17 June 2013 | Regulatory | By BioSpectrum Bureau

About four applications for investments in drug firms have been pending for discussion in the FIPB

About four applications for investments in drug firms have been pending for discussion in the FIPB

New Delhi: Concerned over spate of acquisitions of domestic pharma firms by multinationals, India's Department of Industrial Policy and Promotion (DIPP) will soon send a comprehensive proposal to the PMO (Prime Minster's Office) for review of the current policy for FDI (Foreign Direct Investment) in existing drug companies, Indian media reports said.

According to the sources, before sending the proposal to PMO, Commerce and Industry Minister Anand Sharma will meet both Health and Pharmaceutical minister to discuss the matter.

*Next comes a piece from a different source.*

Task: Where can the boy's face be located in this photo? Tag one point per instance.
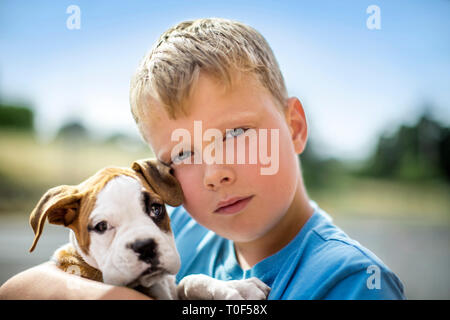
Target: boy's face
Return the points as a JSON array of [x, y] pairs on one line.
[[265, 198]]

The DIPP has raised concerns over large number of acquisitions of domestic firms by foreign multi-nationals. It has asked the Foreign Investment Promotion Board (FIPB) not to take decision on any related proposal. "The DIPP will soon send a comprehensive proposal to the PMO. On an average, about 25 percent of the FIPB agenda is related with pharma sector. Pharma related proposals are regular feature in the FIPB meetings," sources said. They said continuing acquisitions of Indian pharma firms by foreign companies would pose serious problems in availability of life saving drugs to consumers in near future.

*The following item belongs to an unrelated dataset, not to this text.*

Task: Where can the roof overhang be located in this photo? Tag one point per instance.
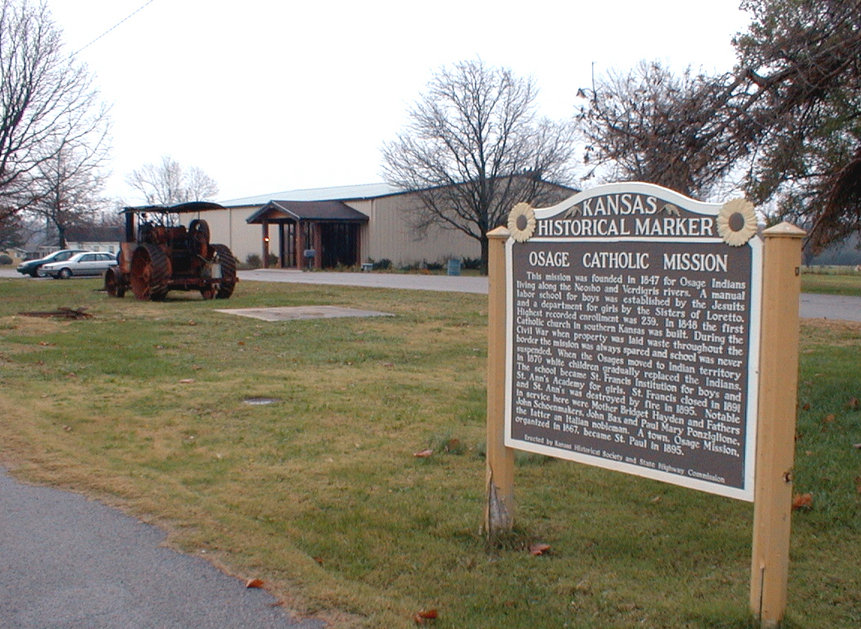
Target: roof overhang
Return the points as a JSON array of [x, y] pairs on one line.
[[317, 211], [178, 208]]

Recently, Shantha Biotechnics, pioneers in the Hepatitis-B vaccine, was acquired by French pharma company Sanofi-aventis. Indian Pharmaceutical Association (IPA) has suggested that the foreign firms acquiring domestic companies should be asked to invest in the manufacturing facilities. Although, a committee has put some conventionalities for acquisition of Indian companies, sources said, "those are fairly lenient".

About four applications for investments in drug firms have been pending for discussion in the FIPB. The proposals included two related to US-based Mylan Laboratories; Japan- based Terumo, and another of Medreich, a domestic firm.

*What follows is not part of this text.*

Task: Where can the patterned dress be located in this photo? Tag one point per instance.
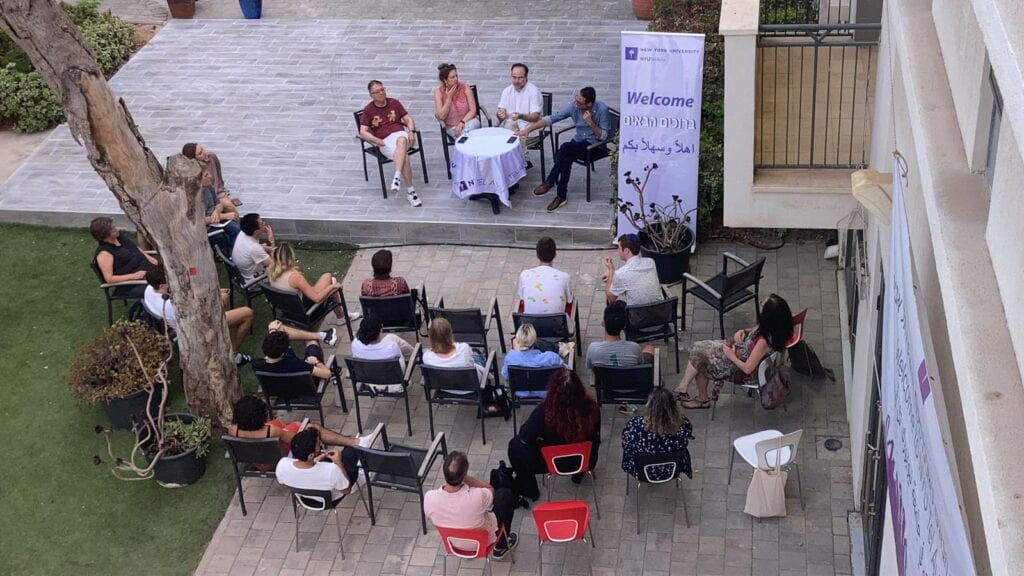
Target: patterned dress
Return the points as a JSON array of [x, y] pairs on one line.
[[708, 358], [638, 440]]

Currently, India permits 100 percent FDI in pharmaceutical sector through automatic approval route in the new projects but the foreign investment in the existing pharmaceutical companies were allowed only through FIPB's approval. In 2008, Japanese firm Daiichi Sankyo had bought out the country's largest drug maker Ranbaxy for $4.6 billion. US-based Abbot Laboratories had acquired Piramal Health Care's domestic business for $3.7 billion. US-based Mylan bought Matrix Lab while Dabur Pharma was acquired by Singapore's Fresenius and Orchid Chemicals by US-based Hospira.

Since April 2000, $10.3 billion FDI has come into the Indian pharmaceuticals sector, nearly 5 percent of the total foreign inflows the country has received.